The SPRINT trial includes a sub-study SPRINT-MIND that investigates effects whether the lower target blood pressure cuts down dementia, delays decline in cognition and effects on kidney function are also being explored. The results of lower blood pressure on the brain and kidney continue to be investigated. Getting to a pressure below 120 may have a flip side as elderly people already on other drugs for co-morbidities could be vulnerable to drug interaction or dizziness and falls. More than a quarter of patients in SPRINT were more than 75 years.

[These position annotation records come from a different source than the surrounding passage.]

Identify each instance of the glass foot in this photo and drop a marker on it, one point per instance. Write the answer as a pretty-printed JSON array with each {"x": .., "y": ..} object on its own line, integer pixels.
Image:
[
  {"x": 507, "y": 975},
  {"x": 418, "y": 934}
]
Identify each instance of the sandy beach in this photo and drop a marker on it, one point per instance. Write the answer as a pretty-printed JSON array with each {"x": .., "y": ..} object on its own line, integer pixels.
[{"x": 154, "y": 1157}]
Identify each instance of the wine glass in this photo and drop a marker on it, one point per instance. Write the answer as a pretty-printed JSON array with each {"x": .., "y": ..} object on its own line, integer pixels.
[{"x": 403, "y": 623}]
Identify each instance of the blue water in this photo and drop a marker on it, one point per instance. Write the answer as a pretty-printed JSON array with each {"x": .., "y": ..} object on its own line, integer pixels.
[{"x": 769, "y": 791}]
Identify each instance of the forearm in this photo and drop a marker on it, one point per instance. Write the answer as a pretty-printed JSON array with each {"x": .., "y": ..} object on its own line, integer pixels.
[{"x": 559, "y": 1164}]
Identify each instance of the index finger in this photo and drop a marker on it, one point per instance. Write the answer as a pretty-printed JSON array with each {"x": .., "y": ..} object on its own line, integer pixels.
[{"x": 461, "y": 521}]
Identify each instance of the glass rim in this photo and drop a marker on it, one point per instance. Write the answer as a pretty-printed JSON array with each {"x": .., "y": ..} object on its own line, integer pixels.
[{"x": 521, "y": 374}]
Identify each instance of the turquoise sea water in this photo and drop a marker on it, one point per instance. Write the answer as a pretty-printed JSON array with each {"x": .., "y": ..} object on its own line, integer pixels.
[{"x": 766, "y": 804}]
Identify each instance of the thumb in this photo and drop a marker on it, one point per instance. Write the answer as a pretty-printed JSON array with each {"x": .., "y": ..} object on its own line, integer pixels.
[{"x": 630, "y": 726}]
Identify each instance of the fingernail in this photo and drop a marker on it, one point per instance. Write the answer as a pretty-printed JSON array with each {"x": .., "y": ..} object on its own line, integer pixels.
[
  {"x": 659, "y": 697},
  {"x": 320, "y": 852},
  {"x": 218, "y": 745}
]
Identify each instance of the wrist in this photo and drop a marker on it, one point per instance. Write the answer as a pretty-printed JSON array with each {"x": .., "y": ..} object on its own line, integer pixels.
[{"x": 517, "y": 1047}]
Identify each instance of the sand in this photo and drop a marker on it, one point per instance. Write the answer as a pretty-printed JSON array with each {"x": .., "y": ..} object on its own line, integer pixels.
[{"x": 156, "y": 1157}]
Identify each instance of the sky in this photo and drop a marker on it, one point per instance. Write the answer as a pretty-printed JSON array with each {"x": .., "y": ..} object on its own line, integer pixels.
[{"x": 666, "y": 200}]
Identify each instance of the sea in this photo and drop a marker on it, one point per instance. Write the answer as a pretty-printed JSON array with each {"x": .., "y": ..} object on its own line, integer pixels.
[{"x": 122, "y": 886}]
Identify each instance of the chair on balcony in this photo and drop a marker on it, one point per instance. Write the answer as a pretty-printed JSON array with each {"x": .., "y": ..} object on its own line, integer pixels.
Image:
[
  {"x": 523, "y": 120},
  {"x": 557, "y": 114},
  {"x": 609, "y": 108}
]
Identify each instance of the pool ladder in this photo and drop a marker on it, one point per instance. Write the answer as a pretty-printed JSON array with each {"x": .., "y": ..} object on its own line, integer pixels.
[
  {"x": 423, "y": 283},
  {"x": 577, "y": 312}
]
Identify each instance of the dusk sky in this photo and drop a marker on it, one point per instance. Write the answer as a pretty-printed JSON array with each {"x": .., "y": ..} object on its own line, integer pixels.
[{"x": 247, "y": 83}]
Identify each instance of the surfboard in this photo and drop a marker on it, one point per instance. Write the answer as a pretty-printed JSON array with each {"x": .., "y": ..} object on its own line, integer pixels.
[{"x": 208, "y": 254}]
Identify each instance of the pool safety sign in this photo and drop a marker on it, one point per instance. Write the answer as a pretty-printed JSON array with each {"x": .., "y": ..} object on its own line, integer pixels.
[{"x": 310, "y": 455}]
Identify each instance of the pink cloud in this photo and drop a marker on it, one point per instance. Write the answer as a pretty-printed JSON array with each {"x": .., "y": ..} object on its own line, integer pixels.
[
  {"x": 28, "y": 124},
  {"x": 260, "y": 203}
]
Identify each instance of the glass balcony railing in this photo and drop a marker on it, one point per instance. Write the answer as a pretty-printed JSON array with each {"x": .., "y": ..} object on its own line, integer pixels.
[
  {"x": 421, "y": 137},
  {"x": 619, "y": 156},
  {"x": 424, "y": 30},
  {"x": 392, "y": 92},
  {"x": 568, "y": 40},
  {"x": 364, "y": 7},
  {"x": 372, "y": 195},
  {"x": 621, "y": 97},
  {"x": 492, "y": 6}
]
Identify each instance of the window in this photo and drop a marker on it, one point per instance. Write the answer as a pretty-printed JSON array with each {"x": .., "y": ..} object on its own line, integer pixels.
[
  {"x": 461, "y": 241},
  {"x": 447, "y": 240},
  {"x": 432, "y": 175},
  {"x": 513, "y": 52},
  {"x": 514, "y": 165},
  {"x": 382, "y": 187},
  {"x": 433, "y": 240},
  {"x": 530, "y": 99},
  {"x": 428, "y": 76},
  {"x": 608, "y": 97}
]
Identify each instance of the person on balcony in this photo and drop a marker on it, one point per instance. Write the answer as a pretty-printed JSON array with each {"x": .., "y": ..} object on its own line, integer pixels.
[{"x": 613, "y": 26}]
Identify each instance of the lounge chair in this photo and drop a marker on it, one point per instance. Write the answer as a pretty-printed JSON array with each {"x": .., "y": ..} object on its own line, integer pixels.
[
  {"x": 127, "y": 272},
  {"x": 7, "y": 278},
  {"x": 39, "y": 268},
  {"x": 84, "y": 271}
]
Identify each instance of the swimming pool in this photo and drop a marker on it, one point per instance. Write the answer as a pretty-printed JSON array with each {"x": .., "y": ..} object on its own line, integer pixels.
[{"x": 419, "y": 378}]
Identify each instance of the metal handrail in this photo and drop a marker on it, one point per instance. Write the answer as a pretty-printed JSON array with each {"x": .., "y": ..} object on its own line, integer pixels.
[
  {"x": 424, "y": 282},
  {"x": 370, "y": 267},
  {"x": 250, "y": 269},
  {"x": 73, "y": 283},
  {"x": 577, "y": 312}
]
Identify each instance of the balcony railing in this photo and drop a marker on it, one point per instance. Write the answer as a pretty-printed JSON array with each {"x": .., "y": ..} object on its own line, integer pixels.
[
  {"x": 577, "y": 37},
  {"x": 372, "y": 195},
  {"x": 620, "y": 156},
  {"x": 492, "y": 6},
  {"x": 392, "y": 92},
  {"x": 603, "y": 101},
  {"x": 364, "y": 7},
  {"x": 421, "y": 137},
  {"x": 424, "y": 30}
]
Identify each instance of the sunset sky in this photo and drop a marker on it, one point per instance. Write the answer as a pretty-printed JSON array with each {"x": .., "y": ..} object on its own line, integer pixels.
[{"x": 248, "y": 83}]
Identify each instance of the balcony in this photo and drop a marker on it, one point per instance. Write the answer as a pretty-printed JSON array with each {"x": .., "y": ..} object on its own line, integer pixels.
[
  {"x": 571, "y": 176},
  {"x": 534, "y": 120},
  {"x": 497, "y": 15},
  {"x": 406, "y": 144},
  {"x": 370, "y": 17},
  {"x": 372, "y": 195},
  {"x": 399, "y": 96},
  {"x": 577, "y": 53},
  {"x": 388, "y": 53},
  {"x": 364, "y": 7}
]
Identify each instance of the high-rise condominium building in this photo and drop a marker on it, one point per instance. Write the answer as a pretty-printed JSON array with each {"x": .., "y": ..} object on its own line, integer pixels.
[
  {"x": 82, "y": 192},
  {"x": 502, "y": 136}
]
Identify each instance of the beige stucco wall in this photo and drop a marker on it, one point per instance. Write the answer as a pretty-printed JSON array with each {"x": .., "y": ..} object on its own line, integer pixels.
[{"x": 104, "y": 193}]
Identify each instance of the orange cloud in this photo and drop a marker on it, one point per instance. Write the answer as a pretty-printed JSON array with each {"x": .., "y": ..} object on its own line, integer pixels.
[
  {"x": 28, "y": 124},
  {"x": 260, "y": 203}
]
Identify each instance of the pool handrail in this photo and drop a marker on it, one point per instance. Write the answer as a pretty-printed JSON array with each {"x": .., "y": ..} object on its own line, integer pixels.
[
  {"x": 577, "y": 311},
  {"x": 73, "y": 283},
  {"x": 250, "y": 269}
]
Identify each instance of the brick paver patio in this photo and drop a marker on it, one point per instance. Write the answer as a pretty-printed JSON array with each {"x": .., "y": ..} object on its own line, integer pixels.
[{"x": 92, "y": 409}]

So how does the physician apply the results of the SPRINT trial in daily practice? Frankly because details of the study have still not been provided applying them will be difficult for now. Despite announcement of relative reduction of mortality and CV events the absolute reductions in clinical events have not been revealed as yet; we therefore cannot calculate the number of patients required to achieve clinical benefit by aggressive lowering of blood pressure. The information on which drug was most effective or whether all drugs were equally effective has also not been officially declared. We also are unaware about the various side effects borne by patients or which age group benefited the most by intensive treatment. We therefore will have to wait for the full paper to be published before striving to lower blood pressure under 120 with additional drugs. The study will be presented after some months and probably published early in 2016.


High blood pressure is the most common chronic medical ailment and more than a third of Indians from their thirties suffer from it. Surprisingly the rates in India are similar in rural and urban people. It is estimated that more than a billion have hypertension worldwide. It is hence important to analyze the raw data from SPRINT before administering additional drugs to achieve sub 120 blood pressure with the dangers of exposure to new side effects and added costs.